4.Bölüm ✮

349 48 26
                                    


"Sokakları artık dar gelen bir şehir bırakmışsın."


17 EKİM 2018.

Ellerim ceketimin cebinde, başımı ise gökyüzüne doğru kaldırmıştım. Siyah postal botlarım çamur birikintisine öfkeyle bastı ve üstüm başım çamura bulandı. Hava soğuktu, düşüncelerim ve bedenimde akan kan ise çokça sıcak. Alkol bende sıcaklık etkisi yaratmıştı, Asuman'ın söyledikleri ise bir alkolün yarattığı etkiden çok daha fazlasını...

Askeriyede bulunduğumu nereden biliyorlardı? Eskiden bir teğmen olduğumu bilmeleri keyfimi epey kaçırmıştı. Bu benim bile kaçmak istediğim bir gerçeklikti. Kim ölü bir hayaline bakıp, iç çekmek isterdi ki? Eski bir teğmen olarak bu kadar dağıttığım için hakkımda ne düşünmüşlerdi? İç geçirdim, bu sikimde bile değildi. 

Önümde duran pet şişeye tekme attım ve şişe, açık kalan rögar kapağından aşağıya doğru düştü.

"Sadece blöf yapıyor, o sürtüğün bir şey bilmesi imkânsız"

Kendi kendime konuşuyordum. Dışarıdan gören birinin "deli" olduğumu düşünmesi an meselesiydi. Telefonuma baktım, ilk defa cevapsız arama yoktu. Bugünü kayda almalıydım. 

17 Ekim 2018 04.46... Güneş doğmamaya yeminliymişçesine, bulutların arkasına saklanmıştı.

Arabamdan indiğimde, evime yaklaştığım için güzel bir rahatlama beni karşılamıştı. Her ne kadar karanlığı seven biri de olsaydım, yabancıların karanlığı hoşuma gitmiyordu.
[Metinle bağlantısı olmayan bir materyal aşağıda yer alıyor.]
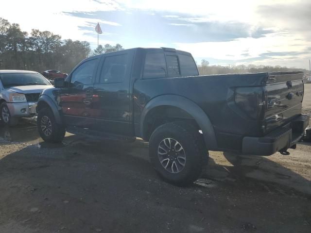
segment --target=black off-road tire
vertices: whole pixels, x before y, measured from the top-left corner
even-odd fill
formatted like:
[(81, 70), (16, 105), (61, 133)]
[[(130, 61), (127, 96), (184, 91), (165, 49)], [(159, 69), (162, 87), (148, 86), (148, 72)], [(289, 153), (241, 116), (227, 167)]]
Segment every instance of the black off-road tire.
[[(51, 133), (47, 135), (42, 128), (41, 121), (42, 118), (48, 119), (51, 122)], [(63, 141), (66, 133), (66, 130), (64, 126), (57, 124), (52, 111), (49, 108), (41, 109), (38, 114), (37, 118), (37, 127), (41, 137), (47, 142), (54, 143), (60, 143)], [(46, 129), (45, 129), (46, 130)]]
[[(6, 109), (6, 111), (7, 111), (7, 113), (9, 115), (8, 121), (6, 121), (2, 119), (2, 109), (3, 108)], [(2, 123), (6, 126), (15, 126), (18, 124), (18, 118), (17, 117), (12, 117), (11, 116), (10, 110), (9, 109), (8, 105), (6, 104), (6, 103), (5, 102), (3, 102), (0, 105), (0, 118), (1, 118), (1, 119)]]
[[(184, 149), (185, 164), (178, 173), (168, 171), (160, 162), (158, 147), (165, 138), (174, 139)], [(174, 185), (186, 186), (199, 178), (207, 165), (208, 153), (198, 130), (189, 122), (177, 121), (162, 125), (153, 132), (149, 141), (149, 156), (154, 167), (163, 179)]]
Kendi yarattığım karanlığın içerisinde yaşamak bana her zaman daha çekici ve daha iyi geliyordu.  

Derin bir nefes aldım, ciğerlerime batan soğuğa aldırmadan başımı ileriye çevirdiğimde, sarhoş bir erkek topluluğunun, bir kadının arkasında dikildiğini fark ettim. Yaklaşık beş kişilerdi ve haki yeşili kapüşonlu sweati olan adam, işaret parmağıyla önündeki kadını ittiriyordu. Sek bir kahkaha sesi sokaklarda yankılandı ve kadın, acıyla inledi.

"Çek elini üzerimden!"

"Yoksa ne yaparsın?" haki yeşili sweati olan adam, onu saçlarından geriye doğru çektiğinde, mavi ceketli adam onu bileğinden yakalamıştı. "Bırak beni!" diye bağırdı kadın fakat adamlar, onu bırakmamakta epey ısrarcıydı. Onunla adeta oyuncak bir bebek ile oynar gibi oynuyorlardı. Biri sağa çekiştiriyor biri sola, kadın ısrarla bağırıyor, kaçmaya çalışıyor fakat onu yeniden yakalıyorlardı.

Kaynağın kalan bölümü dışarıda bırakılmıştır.